Export declaration can be replaced by electronic note

By ETCO
31/05/2012

Source: Estadão (São Paulo - SP) - 29/05/2012

BRASILIA - The Export Declaration, which currently represents the beginning of the customs clearance of the goods, may be replaced by the electronic invoice. The idea that has been discussed between the Federal Revenue Service and the States is to simplify and streamline the process for the Brazilian exporter, reducing the volume of declaration issued or even ending the document requirement altogether.

“We can make the electronic invoice more robust, adding some additional information that is of interest to the State for the control of the State, such as the tax classification”, explained the Under Secretary for Customs and International Relations of the Federal Revenue, Ernani Checcucci. “With that, we can dispense with the declaration or, if there is still a need to collect more information, take it for a monthly or even an annual declaration. I no longer have point-to-point control to have more significant structural control, ”he said.

The undersecretary said that the monitoring of the goods will be complemented with a more effective cargo control system, which is also being developed. Thus, the Revenue will accompany all the transport of the goods that will be exported, from the factory or producer exit to the port or to the border of the country.

“We would have an export authorization decision process based on cargo control and electronic invoice information. With that, it could simplify and, up to the limit, eliminate the Export Declaration and ensure that the merchandise effectively left the country, ”he said.

Checcucci said he still has no deadline to make the changes, but he assured that there is already an agreement with the states. "We are in a well-evolved discussion process," he guaranteed.
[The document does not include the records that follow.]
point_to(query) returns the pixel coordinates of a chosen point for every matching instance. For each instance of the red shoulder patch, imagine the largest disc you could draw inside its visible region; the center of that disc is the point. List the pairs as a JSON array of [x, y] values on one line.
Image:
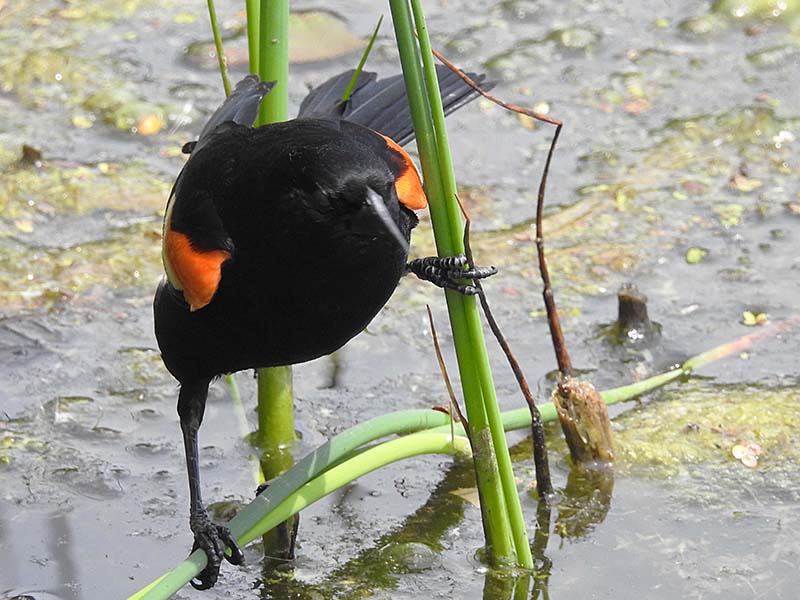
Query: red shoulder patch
[[197, 272], [408, 184]]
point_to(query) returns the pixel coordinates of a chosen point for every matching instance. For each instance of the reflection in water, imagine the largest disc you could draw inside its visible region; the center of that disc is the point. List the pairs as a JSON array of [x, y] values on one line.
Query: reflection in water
[[407, 549], [61, 549], [585, 501]]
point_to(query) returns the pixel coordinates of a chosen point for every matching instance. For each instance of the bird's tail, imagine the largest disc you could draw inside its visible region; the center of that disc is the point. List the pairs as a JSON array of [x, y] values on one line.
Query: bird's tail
[[240, 107], [382, 105]]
Only Pernambuco has not yet adhered to the electronic invoice.

Siscomex

Another change under study to streamline customs clearance of goods is the evolution of the Foreign Trade System (Siscomex) to a more modern platform. Checcucci said that the proposal is to create a single data entry portal that can be used by all agencies that need, in some way, to consent to foreign trade operations.

“Siscomex does not meet the expectations of all consenting parties, who have developed parallel systems. The idea is that we start looking at the other consentors and, in a process of partnership and cooperation, see how the IRS can contribute to these control agencies ”, he explained.

Seventeen government agencies exercise some kind of control over foreign trade, such as the National Health Surveillance Agency (Anvisa) and the Ministry of Agriculture. The high number of consentors in the process is a bureaucratic barrier that the government has been trying to break down for years.